Allah emang begitu sih, Alhamdulillah, mengabulkan doa-doa dengan cara yang sangat mendidik. Jadi selain dapat pengabulan doa, aku juga dapat banyak bonus. Bonus shut-up qiqiqi.. Pikiran makin diberatin untuk menyimpulkan. Diri makin dituntun agar hati-hati dalam bertindak. Barakallah, saayang banget sama Allah.

 

Makin diberatkan ilmunya, makin merunduk. Itu padi, kalo Sheila on Seven beda lagi.

 

Misal diusia 20-30an aku masih menggebu-gebu, mambahas hal-hal gak prinsip. Ya ternyata, itu semua cuma fatamorgana, sejatinya kita semua hanya diperbudak oleh presepsi.

Contoh.

Kamu sedih karena cuma bisa makan 1 kali sehari, alasannya karena gak punya uit. Padahal ketika sudah diberi kecukupan untuk bisa membeli makanan bahkan membeli bakso beserta gerobak dan abang baksonya sekalianpun, kamu tetep aja makan sekali sehari, dengan dalih “diet”.

Sama-sama makan satu kali sehari.

Hanya beda presepsi.

Dan gak seharusnya “presepsi memperbudak” kita.

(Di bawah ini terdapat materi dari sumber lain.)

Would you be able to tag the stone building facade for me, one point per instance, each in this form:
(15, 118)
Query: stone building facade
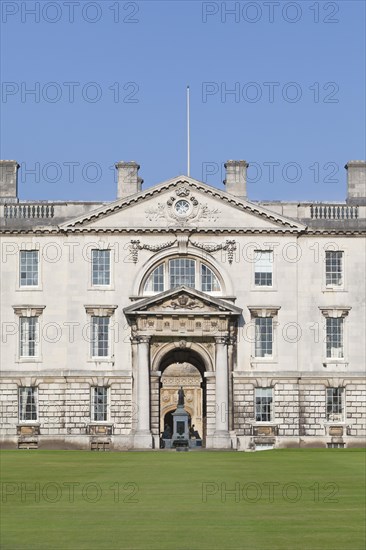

Aku punya cita-cita baru, pengen jadi pribadi yang merdeka. Tidak diperbudak, bahkan oleh presepsi diri sendiri.

Dengan begitu, proses fokusku akan jadi lebih mudah.

Yang udah-udah ya gakpapa, namanya juga proses.

Saiki yo saiki, haa emboh nek engkoo piye, sing penting prinsipe padhang lan ajeg.

Salam tahu tempe rendang sapi Indonesia.